DatabaseDeploymentIndexBest For
PineconeManaged cloudHNSW, metadata filtersProduction RAG, no ops overhead
WeaviateSelf-hosted / cloudHNSW, BM25 hybridMulti-modal, GraphQL interface
pgvectorPostgreSQL extensionivfflat, hnswTeams already on Postgres
ChromaEmbedded / localHNSWPrototyping, small-scale local RAG
Milvus/ZillizSelf-hosted / cloudIVF, HNSW, GPULarge-scale, high throughput

pgvector Example

-- Enable pgvector extension
CREATE EXTENSION IF NOT EXISTS vector;

-- Create table with vector column
CREATE TABLE documents (
    id SERIAL PRIMARY KEY,
    title TEXT NOT NULL,
    content TEXT,
    embedding vector(1536)
);

-- Create HNSW index for fast ANN search
CREATE INDEX ON documents USING hnsw (embedding vector_cosine_ops);

-- Insert a document with embedding
INSERT INTO documents (title, content, embedding)
VALUES ('Vector DB Guide', 'A guide to vector databases...', '[0.12, -0.03, ...]');

-- Semantic search: find 5 most similar documents
SELECT id, title, content,
    1 - (embedding <=> '[0.11, -0.02, ...]') as similarity
FROM documents
ORDER BY embedding <=> '[0.11, -0.02, ...]'
LIMIT 5;

Hybrid Search (Vector + Keyword)

# Weaviate: combine vector similarity with BM25 keyword search
import weaviate

client = weaviate.connect_to_local()

results = client.collections.get("Article").query.hybrid(
    query="vector database architecture",
    vector=[0.12, -0.03, ...],
    alpha=0.5,  # 0 = pure BM25, 1 = pure vector
    limit=10
)

RAG Pipeline Example

from openai import OpenAI
import chromadb

# 1. Load and chunk documents
chunks = load_and_chunk_documents("knowledge_base/")

# 2. Embed and store in Chroma
client = chromadb.Client()
collection = client.create_collection("docs")
embeddings = openai_client.embeddings.create(input=chunks, model="text-embedding-3-small")
collection.add(ids=ids, documents=chunks, embeddings=[e.embedding for e in embeddings.data])

# 3. Retrieve relevant chunks for a query
query_embedding = openai_client.embeddings.create(input="How do vector indexes work?", model="text-embedding-3-small")
results = collection.query(query_embeddings=[query_embedding.data[0].embedding], n_results=5)

# 4. Augment LLM prompt with retrieved context
context = "\n".join([r["document"] for r in results["documents"][0]])
prompt = f"Context:\n{context}\n\nQuestion: How do vector indexes work?"
response = openai_client.chat.completions.create(model="gpt-4o", messages=[{"role": "user", "content": prompt}])

ANN Algorithms

AlgorithmTypeSpeedMemoryBest For
HNSWGraph-basedFastHighGeneral purpose, high recall
IVFClusteringMediumMediumLarge datasets, memory-constrained
PQQuantizationFastLowBillions of vectors, acceptable recall loss

Common Mistakes

  • Wrong distance metric — cosine similarity for semantic text, Euclidean for image features, dot product for normalized embeddings
  • No metadata filtering — pure vector search returns irrelevant results; always combine with metadata filters
  • Ignoring index tuning — default HNSW parameters may not suit your recall/latency requirements
  • Storing raw vectors without indexing — full brute-force scan is O(n) and unusable at scale
  • Using a vector DB for structured queries — combine with a relational database; vector DBs are poor at aggregation and joins

FAQ

Do I need a dedicated vector database or can I use Postgres?

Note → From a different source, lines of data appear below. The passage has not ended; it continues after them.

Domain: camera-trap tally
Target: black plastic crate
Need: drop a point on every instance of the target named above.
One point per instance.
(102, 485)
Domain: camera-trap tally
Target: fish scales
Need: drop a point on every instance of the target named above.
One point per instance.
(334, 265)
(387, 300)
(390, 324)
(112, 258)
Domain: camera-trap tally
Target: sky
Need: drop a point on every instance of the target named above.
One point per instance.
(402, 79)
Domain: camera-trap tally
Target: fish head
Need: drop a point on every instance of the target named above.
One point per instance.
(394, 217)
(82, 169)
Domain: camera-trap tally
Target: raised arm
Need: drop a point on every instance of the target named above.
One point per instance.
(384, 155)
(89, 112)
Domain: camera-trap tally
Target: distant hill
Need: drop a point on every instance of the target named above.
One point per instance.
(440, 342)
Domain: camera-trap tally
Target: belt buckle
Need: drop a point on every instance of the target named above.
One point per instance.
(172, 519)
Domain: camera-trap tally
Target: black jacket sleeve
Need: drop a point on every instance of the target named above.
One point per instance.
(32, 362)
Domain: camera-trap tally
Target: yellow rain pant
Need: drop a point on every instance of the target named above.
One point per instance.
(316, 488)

For small-to-medium scale (< 1M vectors) and teams already on Postgres, pgvector is sufficient. For high-scale, multi-tenant, or managed needs, Pinecone or Weaviate are better.

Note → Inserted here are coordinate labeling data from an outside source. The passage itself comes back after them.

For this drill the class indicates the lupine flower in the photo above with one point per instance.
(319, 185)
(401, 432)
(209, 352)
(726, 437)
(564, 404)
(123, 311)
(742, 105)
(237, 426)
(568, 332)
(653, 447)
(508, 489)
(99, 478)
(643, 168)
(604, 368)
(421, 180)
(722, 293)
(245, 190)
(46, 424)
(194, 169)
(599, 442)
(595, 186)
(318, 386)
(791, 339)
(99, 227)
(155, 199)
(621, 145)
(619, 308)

How do I choose embedding dimensions? Use the output dimension of your chosen model (OpenAI text-embedding-3-small = 1536, BERT-base = 768). Do not arbitrarily reduce dimensions without quantization-aware training.

Can I update vectors in place? Yes, but re-indexing may be required depending on the database and index type. Some systems support incremental updates; others require full rebuilds.